Para quienes creen que Israel no cambiará su visión de los palestinos ni su política expansionista -las elecciones de ayer se celebraron con los reocupados territorios cerrados a cal y canto-, el triunfo del Likud es la confirmación de sus peores temores. El primer ministro revalidado promete, sin embargo, tiempos nuevos. Vistos los antecedentes, nadie de buena fe puede creer que Sharon esté dispuesto a convivir con un Estado palestino, como ha asegurado a su partido antes de los comicios, siguiendo el eco de su supremo aliado y valedor George W. Bush.
Lo cierto es que este Israel de 2003 está en una situación peor que las alumbradas por sus últimas guerras victoriosas. Después de medio siglo, el conflicto palestino-israelí, que en su momento se dirimiera a través de Estados y ejércitos, se ha convertido, a raíz de la segunda Intifada, en una sanguinaria lucha de comunidades que envilece a sus participantes y convierte a cada uno de ellos en potencial asesino o terrorista. Aniquilada cualquier referencia a algún proyecto previo de paz, es impensable que Sharon y Arafat, descartado éste como interlocutor tanto por Israel como por EE UU, puedan negociar nada fructífero.
Una vez más, y dadas las características del sistema electoral israelí, faltan los votos para formar una mayoría estable. Con sus poco más de treinta diputados y la negativa previa del laborismo a sentarse en el Gabinete, el Likud tendrá que volcarse de nuevo hacia los partidos de extrema derecha, ultranacionalistas y ortodoxos para intentar formar un Gobierno de coalición en un Parlamento atomizado. Tarea más ardua si los centristas del Shinui, que duplican holgadamente su presencia en la Knesset, mantienen su promesa de no integrarse en ningún Gobierno con formaciones religiosas. Las negociaciones llevarán semanas en el mejor de los casos y entrarán así de lleno en el calendario del ataque estadounidense contra Irak, si finalmente se produce.
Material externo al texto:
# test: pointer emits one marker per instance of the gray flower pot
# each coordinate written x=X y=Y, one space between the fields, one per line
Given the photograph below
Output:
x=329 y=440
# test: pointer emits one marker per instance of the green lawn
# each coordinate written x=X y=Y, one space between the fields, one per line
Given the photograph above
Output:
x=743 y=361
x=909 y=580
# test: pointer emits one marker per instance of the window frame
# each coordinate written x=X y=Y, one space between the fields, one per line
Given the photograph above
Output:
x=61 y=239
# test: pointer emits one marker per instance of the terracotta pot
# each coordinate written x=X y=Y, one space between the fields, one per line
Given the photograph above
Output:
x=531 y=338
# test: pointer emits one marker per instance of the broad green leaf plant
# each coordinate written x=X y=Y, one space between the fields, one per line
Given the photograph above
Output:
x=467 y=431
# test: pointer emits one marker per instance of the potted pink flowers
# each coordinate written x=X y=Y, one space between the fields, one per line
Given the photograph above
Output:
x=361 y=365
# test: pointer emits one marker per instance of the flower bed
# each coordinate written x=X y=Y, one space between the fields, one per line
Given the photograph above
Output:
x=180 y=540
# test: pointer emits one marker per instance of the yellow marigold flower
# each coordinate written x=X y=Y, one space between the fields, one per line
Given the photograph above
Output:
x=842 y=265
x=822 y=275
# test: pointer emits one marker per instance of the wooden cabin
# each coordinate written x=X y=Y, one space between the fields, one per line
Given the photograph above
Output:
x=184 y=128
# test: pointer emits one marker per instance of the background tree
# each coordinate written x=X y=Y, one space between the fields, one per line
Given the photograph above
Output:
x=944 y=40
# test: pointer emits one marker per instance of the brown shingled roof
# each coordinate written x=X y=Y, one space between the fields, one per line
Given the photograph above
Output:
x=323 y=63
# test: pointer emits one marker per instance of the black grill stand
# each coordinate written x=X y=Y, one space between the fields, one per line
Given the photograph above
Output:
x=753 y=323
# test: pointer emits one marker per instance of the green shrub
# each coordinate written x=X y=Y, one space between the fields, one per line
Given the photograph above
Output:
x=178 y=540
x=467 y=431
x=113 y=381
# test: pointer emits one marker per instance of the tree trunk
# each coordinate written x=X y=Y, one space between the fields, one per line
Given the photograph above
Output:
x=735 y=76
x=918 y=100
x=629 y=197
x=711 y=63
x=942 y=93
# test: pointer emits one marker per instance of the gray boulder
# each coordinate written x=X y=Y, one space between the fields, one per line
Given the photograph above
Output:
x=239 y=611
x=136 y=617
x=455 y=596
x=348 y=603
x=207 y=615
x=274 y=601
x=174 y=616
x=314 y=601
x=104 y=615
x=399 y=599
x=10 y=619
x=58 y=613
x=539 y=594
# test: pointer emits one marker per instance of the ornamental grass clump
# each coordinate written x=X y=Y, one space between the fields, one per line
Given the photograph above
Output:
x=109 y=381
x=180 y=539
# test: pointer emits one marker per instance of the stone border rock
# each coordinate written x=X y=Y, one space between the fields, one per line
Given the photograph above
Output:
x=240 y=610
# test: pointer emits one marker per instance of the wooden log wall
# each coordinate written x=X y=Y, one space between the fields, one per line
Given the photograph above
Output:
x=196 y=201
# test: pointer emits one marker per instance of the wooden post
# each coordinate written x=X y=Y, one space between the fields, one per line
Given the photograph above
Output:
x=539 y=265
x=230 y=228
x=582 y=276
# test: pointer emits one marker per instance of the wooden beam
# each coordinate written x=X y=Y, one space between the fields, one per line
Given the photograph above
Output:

Irak es el arco de bóveda del nuevo mandato obtenido por Sharon y la respuesta a si hay alguna esperanza para la paz en la región. El conflicto palestino-israelí, sobre todo a partir del 11-S, ha envenenado aceleradamente las relaciones entre Occidente y el mundo musulmán, donde es percibido como la piedra de toque de las intenciones de Estados Unidos. Si Washington se lanza finalmente contra Bagdad para desembarazarse quirúrgicamente de Sadam, como pretende, tendrá esperando a la vuelta de la esquina el verdadero hueso, uno que desafía desde hace 50 años a los poderes terrenales. Entonces se verá qué papel juega Sharon.